With the summer holiday season approaching, you may receive requests from home or hybrid workers to temporarily work remotely from overseas locations. What are the potential pitfalls?
In addition to the fact that you need to act in a fair, consistent and non-discriminatory way if agreeing to requests for overseas remote working, you need to be aware of the following potential legal issues:
- time zones – if the employee is to be in a different time zone, how will that impact the work they do?
- work location – is the proposed working environment suitable?
- health and safety – will a risk assessment be conducted to ensure the working environment is safe?
- right to work – does the employee have the right to work in the host country under its immigration laws, or do they need immigration permission to do so?

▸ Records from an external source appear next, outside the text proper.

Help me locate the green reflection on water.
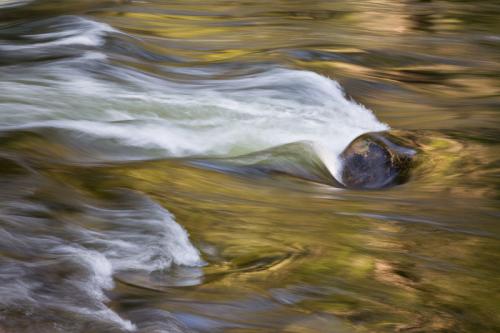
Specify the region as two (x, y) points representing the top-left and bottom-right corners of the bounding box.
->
(0, 1), (500, 332)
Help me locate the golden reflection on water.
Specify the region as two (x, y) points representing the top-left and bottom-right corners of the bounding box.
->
(0, 0), (500, 332)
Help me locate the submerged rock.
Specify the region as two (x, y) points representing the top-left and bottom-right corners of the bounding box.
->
(340, 131), (417, 189)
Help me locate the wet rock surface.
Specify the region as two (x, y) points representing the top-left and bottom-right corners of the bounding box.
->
(340, 131), (418, 189)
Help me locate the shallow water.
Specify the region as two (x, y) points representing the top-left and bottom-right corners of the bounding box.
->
(0, 0), (500, 333)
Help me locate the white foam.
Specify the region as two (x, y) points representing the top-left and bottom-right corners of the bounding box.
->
(0, 67), (388, 175)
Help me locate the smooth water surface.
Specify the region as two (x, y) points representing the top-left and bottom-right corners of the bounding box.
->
(0, 0), (500, 333)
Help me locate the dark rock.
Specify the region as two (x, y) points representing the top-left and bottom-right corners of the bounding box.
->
(340, 131), (418, 189)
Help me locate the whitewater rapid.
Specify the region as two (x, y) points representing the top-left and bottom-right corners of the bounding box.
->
(0, 16), (388, 176)
(0, 16), (388, 330)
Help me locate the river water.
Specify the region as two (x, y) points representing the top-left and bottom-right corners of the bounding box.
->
(0, 0), (500, 333)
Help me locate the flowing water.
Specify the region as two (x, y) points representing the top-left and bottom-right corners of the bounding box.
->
(0, 0), (500, 333)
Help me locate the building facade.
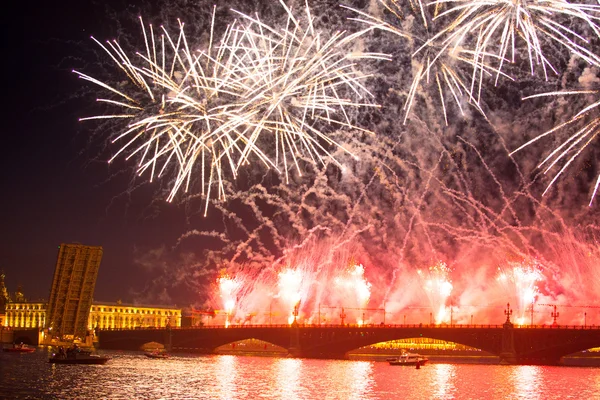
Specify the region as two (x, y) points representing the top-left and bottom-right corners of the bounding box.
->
(88, 302), (181, 329)
(45, 243), (103, 339)
(3, 302), (46, 329)
(3, 302), (181, 337)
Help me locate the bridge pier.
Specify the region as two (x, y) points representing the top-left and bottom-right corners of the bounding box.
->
(500, 304), (517, 364)
(288, 321), (302, 357)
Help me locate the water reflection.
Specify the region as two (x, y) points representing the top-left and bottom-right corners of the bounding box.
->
(428, 364), (456, 399)
(275, 358), (302, 399)
(511, 365), (543, 399)
(0, 352), (600, 400)
(348, 361), (373, 399)
(215, 355), (238, 399)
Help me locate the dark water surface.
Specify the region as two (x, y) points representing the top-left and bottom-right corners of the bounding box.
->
(0, 348), (600, 400)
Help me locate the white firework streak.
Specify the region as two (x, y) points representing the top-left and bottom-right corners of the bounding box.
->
(510, 90), (600, 206)
(227, 1), (389, 181)
(342, 0), (510, 125)
(74, 1), (389, 214)
(429, 0), (600, 83)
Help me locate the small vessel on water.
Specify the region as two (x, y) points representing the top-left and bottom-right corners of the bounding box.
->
(48, 346), (110, 364)
(386, 353), (429, 366)
(144, 350), (170, 358)
(3, 343), (35, 353)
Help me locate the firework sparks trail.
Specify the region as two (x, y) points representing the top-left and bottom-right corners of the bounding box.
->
(95, 1), (600, 323)
(172, 128), (598, 323)
(74, 1), (388, 213)
(333, 258), (371, 325)
(417, 261), (452, 324)
(511, 90), (600, 207)
(430, 0), (600, 83)
(342, 0), (502, 125)
(217, 275), (241, 326)
(277, 268), (302, 324)
(496, 261), (543, 325)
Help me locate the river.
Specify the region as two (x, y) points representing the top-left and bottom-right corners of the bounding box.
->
(0, 347), (600, 400)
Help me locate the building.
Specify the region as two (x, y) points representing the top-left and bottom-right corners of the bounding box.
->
(45, 243), (102, 339)
(4, 302), (46, 329)
(88, 301), (181, 329)
(4, 301), (181, 337)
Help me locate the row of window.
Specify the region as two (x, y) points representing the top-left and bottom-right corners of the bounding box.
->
(92, 306), (178, 315)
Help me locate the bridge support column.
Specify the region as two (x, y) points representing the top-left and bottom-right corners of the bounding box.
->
(164, 326), (173, 351)
(288, 321), (301, 357)
(500, 321), (517, 364)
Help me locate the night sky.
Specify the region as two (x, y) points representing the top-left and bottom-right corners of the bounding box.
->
(0, 1), (190, 301)
(0, 0), (600, 318)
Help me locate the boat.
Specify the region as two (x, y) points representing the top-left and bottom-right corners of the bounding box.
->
(144, 351), (170, 358)
(386, 353), (429, 366)
(48, 348), (110, 364)
(3, 343), (35, 353)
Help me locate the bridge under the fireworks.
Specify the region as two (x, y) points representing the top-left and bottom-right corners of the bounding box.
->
(99, 304), (600, 365)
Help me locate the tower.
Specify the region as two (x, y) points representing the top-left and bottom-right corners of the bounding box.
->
(46, 244), (102, 338)
(0, 271), (9, 314)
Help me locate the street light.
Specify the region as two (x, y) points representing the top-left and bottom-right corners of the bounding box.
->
(340, 307), (346, 326)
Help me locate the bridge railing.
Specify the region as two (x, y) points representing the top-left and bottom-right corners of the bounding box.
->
(100, 323), (600, 331)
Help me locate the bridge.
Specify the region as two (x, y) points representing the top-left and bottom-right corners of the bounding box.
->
(98, 320), (600, 365)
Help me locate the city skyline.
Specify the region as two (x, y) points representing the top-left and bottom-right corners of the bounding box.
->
(0, 2), (598, 318)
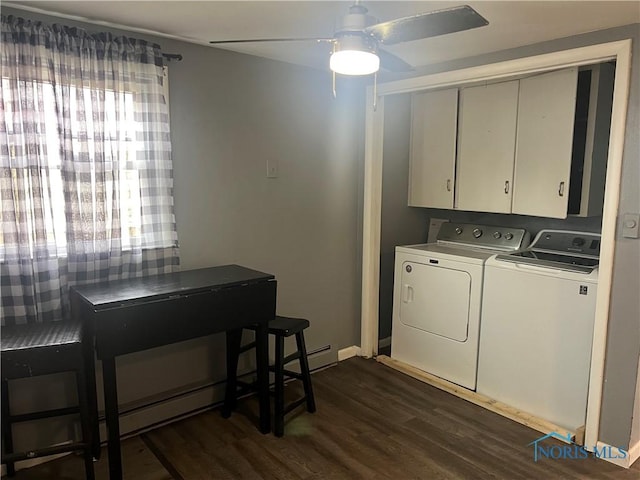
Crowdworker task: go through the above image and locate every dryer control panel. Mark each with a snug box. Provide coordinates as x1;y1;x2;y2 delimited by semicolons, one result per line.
437;222;529;251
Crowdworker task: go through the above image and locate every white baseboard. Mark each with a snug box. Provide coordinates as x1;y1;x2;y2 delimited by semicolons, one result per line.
597;442;640;468
338;345;360;362
0;452;71;477
629;440;640;466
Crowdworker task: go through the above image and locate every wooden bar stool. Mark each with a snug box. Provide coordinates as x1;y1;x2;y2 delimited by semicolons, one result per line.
0;322;95;480
222;316;316;437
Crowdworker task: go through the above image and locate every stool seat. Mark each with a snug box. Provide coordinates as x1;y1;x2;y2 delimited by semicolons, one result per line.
269;316;309;337
0;321;96;479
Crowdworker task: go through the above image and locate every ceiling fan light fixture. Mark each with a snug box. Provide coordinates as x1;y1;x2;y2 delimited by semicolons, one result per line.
329;35;380;75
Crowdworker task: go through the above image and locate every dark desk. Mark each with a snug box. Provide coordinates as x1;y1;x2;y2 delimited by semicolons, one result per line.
71;265;276;480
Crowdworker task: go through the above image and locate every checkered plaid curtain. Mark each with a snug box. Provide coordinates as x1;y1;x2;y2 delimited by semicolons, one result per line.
0;15;179;325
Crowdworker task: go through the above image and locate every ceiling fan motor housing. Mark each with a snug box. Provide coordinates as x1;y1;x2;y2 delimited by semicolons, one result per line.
336;5;378;36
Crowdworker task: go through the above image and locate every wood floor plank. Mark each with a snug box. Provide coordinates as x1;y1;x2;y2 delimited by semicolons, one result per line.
16;358;640;480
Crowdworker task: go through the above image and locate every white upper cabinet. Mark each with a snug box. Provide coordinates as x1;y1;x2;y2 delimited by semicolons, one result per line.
409;88;458;208
511;68;578;218
456;80;519;213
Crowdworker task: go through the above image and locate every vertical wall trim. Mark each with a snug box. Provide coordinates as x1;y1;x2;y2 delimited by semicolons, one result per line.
360;87;384;358
585;40;631;445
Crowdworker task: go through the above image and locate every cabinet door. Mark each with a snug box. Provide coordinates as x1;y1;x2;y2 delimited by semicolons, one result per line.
409;88;458;208
456;80;518;213
512;68;578;218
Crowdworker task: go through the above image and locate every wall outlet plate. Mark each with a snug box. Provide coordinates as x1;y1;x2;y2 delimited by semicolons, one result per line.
622;213;640;238
427;218;449;243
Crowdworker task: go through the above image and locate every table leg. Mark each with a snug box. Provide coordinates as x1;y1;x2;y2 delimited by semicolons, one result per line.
256;323;271;433
102;357;122;480
222;328;242;418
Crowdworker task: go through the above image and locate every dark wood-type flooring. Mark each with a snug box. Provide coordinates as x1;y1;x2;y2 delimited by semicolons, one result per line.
11;358;640;480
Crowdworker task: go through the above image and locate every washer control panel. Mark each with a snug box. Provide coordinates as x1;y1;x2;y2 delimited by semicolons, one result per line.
437;222;530;251
531;230;600;258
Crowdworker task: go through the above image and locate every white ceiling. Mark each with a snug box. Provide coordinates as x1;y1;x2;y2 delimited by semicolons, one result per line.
3;0;640;69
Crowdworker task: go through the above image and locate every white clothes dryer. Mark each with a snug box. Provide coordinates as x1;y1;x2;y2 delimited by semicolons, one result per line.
391;223;529;390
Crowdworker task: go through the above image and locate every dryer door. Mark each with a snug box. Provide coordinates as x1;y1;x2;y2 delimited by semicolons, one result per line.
400;262;471;342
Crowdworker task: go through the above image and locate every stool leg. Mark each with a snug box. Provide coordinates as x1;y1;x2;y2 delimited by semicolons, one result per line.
76;369;95;480
273;335;284;437
222;329;242;418
2;380;16;477
82;329;101;460
296;332;316;413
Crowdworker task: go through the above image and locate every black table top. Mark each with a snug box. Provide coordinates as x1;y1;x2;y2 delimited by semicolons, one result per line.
71;265;275;310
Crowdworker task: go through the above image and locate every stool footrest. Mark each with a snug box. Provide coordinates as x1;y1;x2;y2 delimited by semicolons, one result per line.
2;442;89;463
284;370;302;380
282;352;300;365
8;407;80;423
238;342;256;353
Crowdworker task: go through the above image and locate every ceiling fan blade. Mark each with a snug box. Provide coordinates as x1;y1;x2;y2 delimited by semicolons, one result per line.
378;49;413;72
365;5;489;45
209;37;333;45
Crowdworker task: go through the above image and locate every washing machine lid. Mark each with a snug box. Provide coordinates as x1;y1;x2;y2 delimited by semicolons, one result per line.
396;243;497;265
496;230;600;273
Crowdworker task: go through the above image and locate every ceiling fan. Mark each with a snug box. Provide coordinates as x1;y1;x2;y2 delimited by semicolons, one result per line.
209;0;489;75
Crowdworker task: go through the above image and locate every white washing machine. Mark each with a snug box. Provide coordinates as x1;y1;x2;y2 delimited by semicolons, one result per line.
477;230;600;430
391;223;529;390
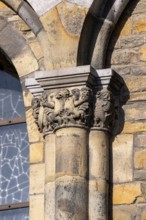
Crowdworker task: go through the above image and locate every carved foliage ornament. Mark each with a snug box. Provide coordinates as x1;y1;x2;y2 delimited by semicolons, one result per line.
32;87;117;134
93;89;117;130
32;87;92;134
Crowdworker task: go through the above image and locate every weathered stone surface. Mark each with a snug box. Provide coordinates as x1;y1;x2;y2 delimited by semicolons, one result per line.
112;134;133;183
41;9;79;70
66;0;93;8
12;47;38;77
134;132;146;148
26;109;42;142
88;179;108;220
120;36;144;48
23;91;33;107
129;92;146;102
111;49;138;65
30;164;45;195
55;176;88;220
45;133;56;183
29;41;43;60
139;45;146;61
134;170;146;181
45;182;55;220
0;25;26;58
30;142;44;163
120;19;132;36
124;76;146;92
124;102;146;121
89;130;109;180
29;195;44;220
56;127;88;177
57;2;85;36
18;1;43;35
122;122;146;134
113;183;141;205
113;210;131;220
132;13;146;34
28;0;62;16
134;150;146;170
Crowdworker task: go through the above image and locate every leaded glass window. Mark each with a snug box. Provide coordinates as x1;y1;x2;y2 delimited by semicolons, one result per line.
0;71;29;220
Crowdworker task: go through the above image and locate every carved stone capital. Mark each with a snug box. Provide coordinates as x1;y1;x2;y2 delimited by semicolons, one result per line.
93;89;117;131
25;66;123;134
32;87;92;135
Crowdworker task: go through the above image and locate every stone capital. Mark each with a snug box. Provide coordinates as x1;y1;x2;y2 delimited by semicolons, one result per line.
26;66;123;135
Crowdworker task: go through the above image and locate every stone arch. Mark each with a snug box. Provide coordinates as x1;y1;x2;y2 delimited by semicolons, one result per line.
77;0;129;69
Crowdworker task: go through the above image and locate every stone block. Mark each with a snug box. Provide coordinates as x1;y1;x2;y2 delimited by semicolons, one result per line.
66;0;93;8
134;170;146;181
29;164;45;195
45;182;55;220
113;210;132;220
29;41;43;60
18;1;43;35
113;183;141;205
30;142;44;163
122;122;146;134
56;127;87;177
41;9;79;70
57;1;85;36
12;47;38;77
112;134;133;183
132;13;146;34
134;132;146;148
0;25;26;58
111;49;138;65
129;92;146;102
134;150;146;171
7;0;22;11
29;195;44;220
123;102;146;121
120;19;132;36
124;75;146;92
120;36;144;48
28;0;62;16
26;109;42;142
23;91;33;107
139;45;146;61
55;176;88;220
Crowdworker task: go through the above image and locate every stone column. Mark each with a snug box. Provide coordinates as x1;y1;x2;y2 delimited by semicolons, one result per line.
45;132;56;220
26;66;123;220
55;126;88;220
89;88;117;220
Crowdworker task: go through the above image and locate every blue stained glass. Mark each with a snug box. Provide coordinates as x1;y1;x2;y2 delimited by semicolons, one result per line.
0;208;29;220
0;71;25;120
0;123;29;205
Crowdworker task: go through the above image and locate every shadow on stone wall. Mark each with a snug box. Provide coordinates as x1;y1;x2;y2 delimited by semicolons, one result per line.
106;0;140;220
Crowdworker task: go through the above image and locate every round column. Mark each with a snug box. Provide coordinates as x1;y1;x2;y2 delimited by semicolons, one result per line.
89;129;109;220
45;133;55;220
55;127;88;220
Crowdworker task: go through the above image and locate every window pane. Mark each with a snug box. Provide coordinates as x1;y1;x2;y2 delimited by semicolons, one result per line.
0;71;25;120
0;208;29;220
0;123;29;205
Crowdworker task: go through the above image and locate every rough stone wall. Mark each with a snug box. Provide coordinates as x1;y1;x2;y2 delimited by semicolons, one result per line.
106;0;146;220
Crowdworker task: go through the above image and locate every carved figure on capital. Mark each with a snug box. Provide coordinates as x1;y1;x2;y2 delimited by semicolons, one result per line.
94;89;116;130
32;87;91;133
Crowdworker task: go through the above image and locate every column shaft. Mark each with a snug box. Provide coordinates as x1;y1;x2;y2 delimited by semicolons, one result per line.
89;130;109;220
55;127;88;220
45;133;55;220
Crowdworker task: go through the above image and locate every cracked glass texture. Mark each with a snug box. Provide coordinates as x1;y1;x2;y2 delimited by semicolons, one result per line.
0;123;29;205
0;71;25;120
0;208;29;220
0;71;29;211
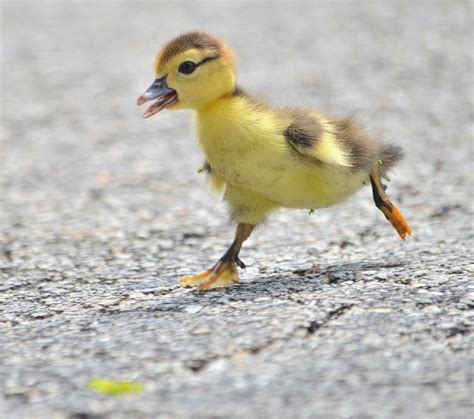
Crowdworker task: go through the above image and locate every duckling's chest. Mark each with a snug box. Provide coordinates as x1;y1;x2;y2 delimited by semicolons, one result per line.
195;109;284;189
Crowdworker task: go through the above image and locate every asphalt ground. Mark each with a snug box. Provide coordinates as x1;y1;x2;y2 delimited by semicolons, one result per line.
0;0;474;419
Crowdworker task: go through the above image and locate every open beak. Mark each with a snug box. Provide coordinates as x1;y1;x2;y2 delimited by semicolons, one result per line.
137;76;178;118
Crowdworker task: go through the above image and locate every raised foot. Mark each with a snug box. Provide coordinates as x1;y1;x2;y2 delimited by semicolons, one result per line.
380;204;412;240
179;261;240;291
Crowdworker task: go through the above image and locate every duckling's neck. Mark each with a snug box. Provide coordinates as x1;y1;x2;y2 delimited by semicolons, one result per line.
194;88;283;160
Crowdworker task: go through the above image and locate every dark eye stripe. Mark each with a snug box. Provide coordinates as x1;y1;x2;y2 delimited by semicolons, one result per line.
196;55;219;66
178;55;219;74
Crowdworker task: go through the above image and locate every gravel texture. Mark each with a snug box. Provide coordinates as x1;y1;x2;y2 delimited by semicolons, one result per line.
0;0;474;419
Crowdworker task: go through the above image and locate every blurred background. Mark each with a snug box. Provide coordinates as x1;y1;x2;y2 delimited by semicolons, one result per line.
0;0;474;418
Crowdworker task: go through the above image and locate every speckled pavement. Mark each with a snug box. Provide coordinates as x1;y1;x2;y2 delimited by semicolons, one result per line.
0;0;474;419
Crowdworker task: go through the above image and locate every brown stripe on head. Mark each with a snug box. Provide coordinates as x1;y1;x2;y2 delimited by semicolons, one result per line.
157;32;235;67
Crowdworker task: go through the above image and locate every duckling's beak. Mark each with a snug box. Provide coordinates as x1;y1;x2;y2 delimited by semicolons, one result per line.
137;76;178;118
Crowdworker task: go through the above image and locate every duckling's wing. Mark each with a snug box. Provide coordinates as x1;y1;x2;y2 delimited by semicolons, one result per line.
283;109;378;170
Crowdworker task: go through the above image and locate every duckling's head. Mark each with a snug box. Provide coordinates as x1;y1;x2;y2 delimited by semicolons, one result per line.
137;32;236;118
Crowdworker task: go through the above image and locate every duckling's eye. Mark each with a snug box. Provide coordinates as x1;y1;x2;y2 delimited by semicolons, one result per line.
178;61;197;74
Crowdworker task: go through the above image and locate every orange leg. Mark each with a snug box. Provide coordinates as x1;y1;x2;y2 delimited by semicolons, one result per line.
179;223;253;290
370;167;412;240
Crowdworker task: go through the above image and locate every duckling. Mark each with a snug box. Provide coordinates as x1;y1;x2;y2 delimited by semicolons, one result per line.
137;32;412;290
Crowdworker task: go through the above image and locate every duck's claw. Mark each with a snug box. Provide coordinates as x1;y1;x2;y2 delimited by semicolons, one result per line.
380;204;412;240
179;261;240;291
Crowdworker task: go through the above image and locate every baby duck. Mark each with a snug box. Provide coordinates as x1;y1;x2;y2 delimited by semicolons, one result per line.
137;32;411;290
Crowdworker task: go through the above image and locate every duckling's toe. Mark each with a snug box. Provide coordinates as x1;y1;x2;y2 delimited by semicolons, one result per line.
380;204;412;240
179;261;240;291
179;269;212;287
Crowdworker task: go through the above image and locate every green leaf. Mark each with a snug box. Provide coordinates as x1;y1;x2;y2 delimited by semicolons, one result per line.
89;378;143;396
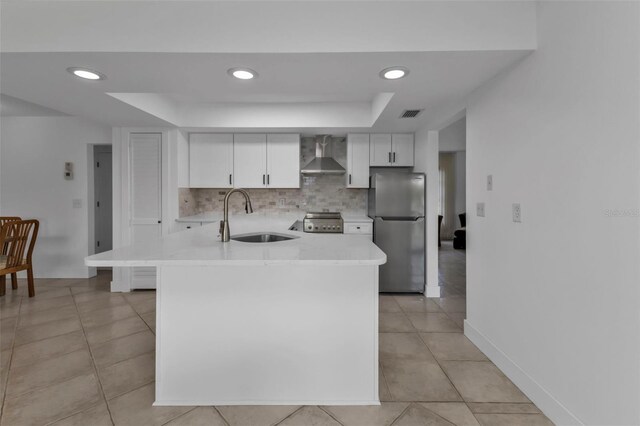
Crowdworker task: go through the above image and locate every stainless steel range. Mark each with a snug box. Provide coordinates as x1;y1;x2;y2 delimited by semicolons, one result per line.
302;212;344;234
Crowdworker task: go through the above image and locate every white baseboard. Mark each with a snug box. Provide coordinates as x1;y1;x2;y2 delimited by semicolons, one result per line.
464;320;584;425
424;285;440;297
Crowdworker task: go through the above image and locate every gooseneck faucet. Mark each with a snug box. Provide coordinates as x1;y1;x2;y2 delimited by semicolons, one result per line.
220;188;253;243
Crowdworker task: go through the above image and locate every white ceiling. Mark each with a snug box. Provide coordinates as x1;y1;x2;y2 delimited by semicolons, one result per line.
0;50;530;131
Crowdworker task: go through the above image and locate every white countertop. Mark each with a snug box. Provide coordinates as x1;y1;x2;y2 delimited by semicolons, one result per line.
85;213;387;267
176;212;373;225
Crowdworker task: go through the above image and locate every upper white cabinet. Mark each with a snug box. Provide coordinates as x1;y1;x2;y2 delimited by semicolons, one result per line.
189;133;234;188
233;134;267;188
391;133;413;167
369;133;413;167
347;133;369;188
233;134;300;188
267;133;300;188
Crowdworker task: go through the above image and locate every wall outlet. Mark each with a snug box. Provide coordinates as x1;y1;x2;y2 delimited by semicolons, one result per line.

- employment law – will the employee be in scope of mandatory foreign employment protections because of working overseas?
- tax and social security – could the employee’s stay in the host country create risks of income tax or social security liability in that country?
- data protection – if the employee’s role involves processing personal data, will any transfer of personal data to and from them be lawful, and what data protection regime applies?
- insurance – if the employee has a work-related accident while working overseas, does your employers’ liability insurance still cover them?
In summary, you should only accept a request if the employee’s role can be effectively performed remotely and carried out lawfully from the host country, and so you’ll need to take local advice on any legal obligations you may have in the host country. Many employers therefore don’t allow overseas remote working because of the potential pitfalls.